A goddamn haunted house.
“What the hell?” I muttered, fumbling with my keys before shoving the front door open with my shoulder. It creaked like a horror movie.
And then—hell broke loose.
“WHERE THE HELL HAVE YOU BEEN, ELIAS?!” Norma’s voice exploded from the gloom like a banshee. I couldn’t see her, but I felt her rage from the foot of the stairs.
“Where have I been?” I snapped, already fumbling for the light switch. Nothing. Just a click. No power. “Why the HELL is it dark?! Where’s the electricity?!”
“You tell me!” she screamed back. “You gave me the household budget for the month, I paid the bills, and apparently, the bank BOUNCED IT.”
“Bullshit!” I marched into the living room, tripping over some fur throw. “I gave you 15 dollars, Norma!”
“Yeah? And that barely covered the interest of your gambling loans and your stupid investment in Moroccan goatskin handbags!”
I flinched. “Don’t bring up the goats again—”
“Too late!” Venice stormed in from the hallway, the glow of her phone the only light in the house. “You promised me new Airwrap attachments for Christmas and instead I get a haunted mansion with no heater? It’s freezing, Dad! This is child neglect!”
“YOU’RE TWENTY-TWO!” I barked, but she was already scrolling Instagram again like I was invisible.
Ivy and MJ burst out of the hallway next, both half-dressed in designer loungewear, hair wrapped in silk scarves, makeup smudged.
“MJ STOLE MY DIOR BELT!” Ivy screeched.
“I didn’t steal it, you left it in the kitchen, you pig!” MJ threw a tube of lipstick at her, and it hit the wall with a loud clack!
“IT COST TWO DIMES—”
“AND YOU DON’T EVEN FIT IT ANYMORE!”
Screams. Screeching. Curse words in three languages. Scratches. A vase broke.
Then came the sobbing.
“Daddy…” Era’s small voice cut through the chaos. She was curled up on the leather couch in a giant coat, hugging a hot water bottle that was, frankly, cold.

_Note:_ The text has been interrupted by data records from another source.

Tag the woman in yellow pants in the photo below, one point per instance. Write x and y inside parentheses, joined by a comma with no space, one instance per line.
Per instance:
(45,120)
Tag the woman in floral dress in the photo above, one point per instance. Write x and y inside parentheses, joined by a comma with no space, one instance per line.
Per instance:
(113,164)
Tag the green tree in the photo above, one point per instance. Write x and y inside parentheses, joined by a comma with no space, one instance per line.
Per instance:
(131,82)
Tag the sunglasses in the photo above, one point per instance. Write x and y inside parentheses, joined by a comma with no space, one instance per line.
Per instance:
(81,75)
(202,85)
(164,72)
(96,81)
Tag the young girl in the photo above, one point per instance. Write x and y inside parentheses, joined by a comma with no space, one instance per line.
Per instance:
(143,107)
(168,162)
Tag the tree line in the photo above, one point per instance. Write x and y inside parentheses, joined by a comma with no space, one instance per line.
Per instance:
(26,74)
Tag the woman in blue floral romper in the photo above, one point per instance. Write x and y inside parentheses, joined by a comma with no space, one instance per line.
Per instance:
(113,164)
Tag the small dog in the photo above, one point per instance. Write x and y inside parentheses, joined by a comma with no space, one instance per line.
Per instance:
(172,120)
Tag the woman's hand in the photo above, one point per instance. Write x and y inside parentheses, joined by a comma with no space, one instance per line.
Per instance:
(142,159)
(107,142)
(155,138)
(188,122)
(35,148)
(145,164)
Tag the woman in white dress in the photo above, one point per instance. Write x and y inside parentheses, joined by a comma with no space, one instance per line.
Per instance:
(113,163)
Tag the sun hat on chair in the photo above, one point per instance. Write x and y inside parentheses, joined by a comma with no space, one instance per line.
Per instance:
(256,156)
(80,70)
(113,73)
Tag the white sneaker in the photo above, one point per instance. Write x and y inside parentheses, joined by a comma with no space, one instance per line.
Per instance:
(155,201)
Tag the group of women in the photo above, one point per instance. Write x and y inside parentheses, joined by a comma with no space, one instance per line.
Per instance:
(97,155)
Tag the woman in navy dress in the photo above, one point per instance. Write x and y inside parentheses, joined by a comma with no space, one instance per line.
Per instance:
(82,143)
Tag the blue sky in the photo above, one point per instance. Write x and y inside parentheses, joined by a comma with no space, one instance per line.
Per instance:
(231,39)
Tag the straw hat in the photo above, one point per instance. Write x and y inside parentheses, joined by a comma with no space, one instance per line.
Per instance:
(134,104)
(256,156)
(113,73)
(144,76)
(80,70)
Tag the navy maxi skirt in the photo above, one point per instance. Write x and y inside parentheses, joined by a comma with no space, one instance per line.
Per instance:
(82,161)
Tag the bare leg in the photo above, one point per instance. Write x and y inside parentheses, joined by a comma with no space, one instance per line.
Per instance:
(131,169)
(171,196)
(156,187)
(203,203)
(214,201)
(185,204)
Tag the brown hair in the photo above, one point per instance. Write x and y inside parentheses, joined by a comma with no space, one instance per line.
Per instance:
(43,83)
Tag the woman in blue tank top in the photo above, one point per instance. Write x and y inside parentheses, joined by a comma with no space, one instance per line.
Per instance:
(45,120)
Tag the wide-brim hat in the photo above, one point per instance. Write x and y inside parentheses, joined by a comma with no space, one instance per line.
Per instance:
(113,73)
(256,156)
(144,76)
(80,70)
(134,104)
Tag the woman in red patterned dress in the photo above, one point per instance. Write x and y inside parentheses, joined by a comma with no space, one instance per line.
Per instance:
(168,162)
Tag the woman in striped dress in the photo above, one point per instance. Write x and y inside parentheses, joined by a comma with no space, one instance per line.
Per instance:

“I’m so cold… I can’t sleep…” She was crying. Her teeth chattered. “It’s too dark…”
My heart cracked—but only a little. I was too drunk to even feel it properly.
I spun around, the only source of any semblance of order—the butler—stood silently at the far end of the room, wrapped in his coat.
“Where are the maids?” I barked.
“Resigned,” he said simply. “No pay for two months, sir. Maria and Lina left yesterday. Joan took the twins’ uniforms. Anna took the last bags of flour. I believe Bea sold the espresso machine.”
I blinked. “They sold my espresso—?”
“Because we have no food!” Norma screamed again, flying back into view like a tornado in velvet slippers. “You said we were doing fine! I found out the IRS has flagged us for three investigations—we have NO savings, no staff, no heat, and now, no fcking POWER!”
The pipes hissed. The walls creaked. Someone’s phone died, plunging us into full darkness.
I stood in the middle of my once-mighty home, shivering from both cold and rage. My daughters hated me. My wife screamed like a demon. My empire crumbled under debt and denial.
And through it all, I couldn’t stop thinking about her.
Lady K.
The whispers in boardrooms. The name that made men twice my power go pale.